Users in GRR

Concept

GRR has a concept of users of the system. The GUI supports basic authentication and this verfication of user identity is used in all auditing functions (so for example GRR can properly record which user accessed which client, and who executed flows on clients). There is no logout button. To change users you will need to invalidate your session.

A GRR user will be created as an admin by default. This is only important if the approval-based workflow is turned on, since only “admin” users can approve hunts. We are aware of a bug that all users are created with admin permissions, however, the approval system is the authority for access across GRR, when enabled.

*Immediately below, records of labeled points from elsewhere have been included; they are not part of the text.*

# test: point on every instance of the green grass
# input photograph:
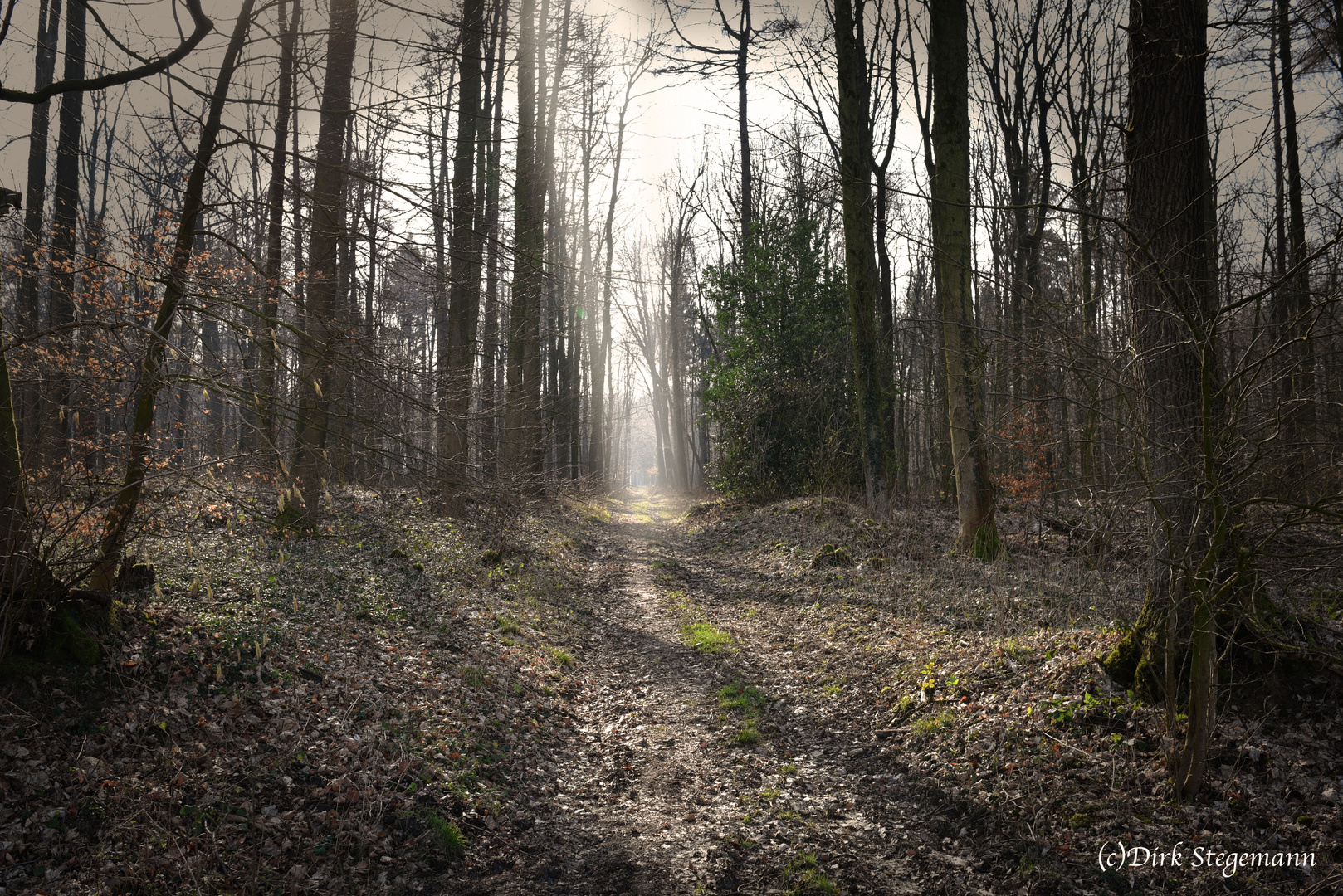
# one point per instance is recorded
(806, 879)
(706, 638)
(749, 735)
(449, 835)
(932, 724)
(745, 698)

To add the user joe as an admin:

db@host:~$ sudo grr_config_updater add_user joe
Using configuration <ConfigFileParser filename="/etc/grr/grr-server.conf">
Please enter password for user 'joe':
Updating user joe

Username: joe
Password: set

To list all users:

db@host:~$ sudo grr_config_updater show_user
Using configuration <ConfigFileParser filename="/etc/grr/grr-server.conf">

Username: test
Is Admin: True

To update a user password:

db@host:~$ sudo grr_config_updater update_user joe --password
Using configuration <ConfigFileParser filename="/etc/grr/grr-server.conf">
Updating user joe

Username: joe
Is Admin: True

Available commands are (–admin is currently not functional in v3.3.0.0):

usage: grr_config_updater update_user [-h] [--helpfull] [--password] [--admin]
                                      username

positional arguments:
  username    Username to update.

optional arguments:
  -h, --help  show this help message and exit
  --helpfull  show full help message and exit
  --password  Reset the password for this user (will prompt for password).
  --admin     Make the user an admin, if they aren't already.

Authentication

The AdminUI uses HTTP Basic Auth authentication by default, based on the passwords within the user objects stored in the data store, but we don’t expect you to use this in production (see Securing Access for more details).

There is so much diversity and customization in enterprise authentication schemes that there isn’t a good way to provide a solution that works for a majority of users. Large enterprises most likely already have internal webapps that use authentication, this is just one more. Most people have found the easiest approach is to sit Apache (or similar) in front of the GRR Admin UI as a reverse proxy and use an existing SSO plugin that already works for that platform. Alternatively, with more work you can handle auth inside GRR by writing a Webauth Manager (AdminUI.webauth_manager config option) that uses an SSO or SAML based authentication mechanism.